You are viewing a plain text version of this content. The canonical link for it is here.
Posted to commits@arrow.apache.org by we...@apache.org on 2023/04/26 16:52:45 UTC
[arrow] branch main updated: GH-35247: [C++] Add Arrow Substrait support for stddev/variance (#35249)

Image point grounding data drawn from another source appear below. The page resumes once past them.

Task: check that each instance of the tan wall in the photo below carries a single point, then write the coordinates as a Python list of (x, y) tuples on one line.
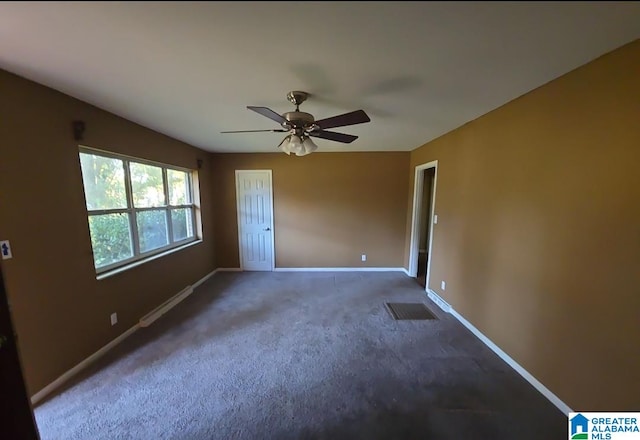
[(61, 312), (329, 208), (538, 233)]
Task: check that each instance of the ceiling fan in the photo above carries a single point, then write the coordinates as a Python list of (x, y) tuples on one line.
[(302, 126)]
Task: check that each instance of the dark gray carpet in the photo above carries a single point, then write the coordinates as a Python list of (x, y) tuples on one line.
[(300, 356)]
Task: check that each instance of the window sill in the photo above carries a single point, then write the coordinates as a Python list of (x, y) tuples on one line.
[(112, 272)]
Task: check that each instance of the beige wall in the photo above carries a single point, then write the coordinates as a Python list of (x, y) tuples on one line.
[(61, 312), (329, 208), (538, 233)]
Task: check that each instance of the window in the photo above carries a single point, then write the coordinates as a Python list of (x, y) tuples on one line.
[(136, 208)]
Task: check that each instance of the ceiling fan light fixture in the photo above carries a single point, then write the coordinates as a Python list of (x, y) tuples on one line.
[(285, 145), (295, 144)]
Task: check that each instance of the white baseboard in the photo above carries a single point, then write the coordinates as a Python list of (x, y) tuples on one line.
[(203, 279), (504, 356), (37, 397), (81, 366), (339, 269), (439, 301)]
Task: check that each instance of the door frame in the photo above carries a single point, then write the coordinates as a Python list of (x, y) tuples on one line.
[(273, 241), (418, 188)]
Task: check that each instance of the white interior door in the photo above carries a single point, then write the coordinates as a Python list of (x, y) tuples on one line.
[(255, 219)]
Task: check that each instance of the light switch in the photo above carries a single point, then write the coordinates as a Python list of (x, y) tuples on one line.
[(5, 249)]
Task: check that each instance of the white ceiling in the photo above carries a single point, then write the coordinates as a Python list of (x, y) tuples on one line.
[(419, 69)]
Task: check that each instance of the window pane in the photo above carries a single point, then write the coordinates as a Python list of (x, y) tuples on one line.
[(182, 223), (178, 187), (110, 238), (146, 184), (152, 229), (103, 179)]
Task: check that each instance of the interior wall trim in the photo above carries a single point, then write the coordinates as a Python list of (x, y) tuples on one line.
[(65, 377), (546, 392)]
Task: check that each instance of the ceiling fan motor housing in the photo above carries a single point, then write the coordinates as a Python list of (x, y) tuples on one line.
[(297, 120)]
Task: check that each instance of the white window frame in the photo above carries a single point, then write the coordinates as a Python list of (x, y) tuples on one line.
[(132, 211)]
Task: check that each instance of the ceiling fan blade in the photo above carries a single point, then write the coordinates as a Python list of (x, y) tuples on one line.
[(265, 111), (352, 118), (255, 131), (333, 136)]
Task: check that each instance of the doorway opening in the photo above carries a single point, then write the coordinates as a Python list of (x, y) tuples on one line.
[(422, 222)]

This is an automated email from the ASF dual-hosted git repository.
westonpace pushed a commit to branch main
in repository https://gitbox.apache.org/repos/asf/arrow.git
The following commit(s) were added to refs/heads/main by this push:
new 9feee48a7c GH-35247: [C++] Add Arrow Substrait support for stddev/variance (#35249)
9feee48a7c is described below
commit 9feee48a7ceffecd9b1fe34293cc005a7958638f
Author: rtpsw <rt...@hotmail.com>
AuthorDate: Wed Apr 26 19:52:35 2023 +0300
GH-35247: [C++] Add Arrow Substrait support for stddev/variance (#35249)
See #35247
* Closes: #35247
Authored-by: Yaron Gvili <rt...@hotmail.com>
Signed-off-by: Weston Pace <we...@gmail.com>
---
.../arrow/engine/substrait/expression_internal.cc | 3 +
cpp/src/arrow/engine/substrait/extension_set.cc | 31 +++++-
cpp/src/arrow/engine/substrait/function_test.cc | 13 +++
cpp/src/arrow/engine/substrait/serde_test.cc | 112 +++++++++++++++++++++
4 files changed, 157 insertions(+), 2 deletions(-)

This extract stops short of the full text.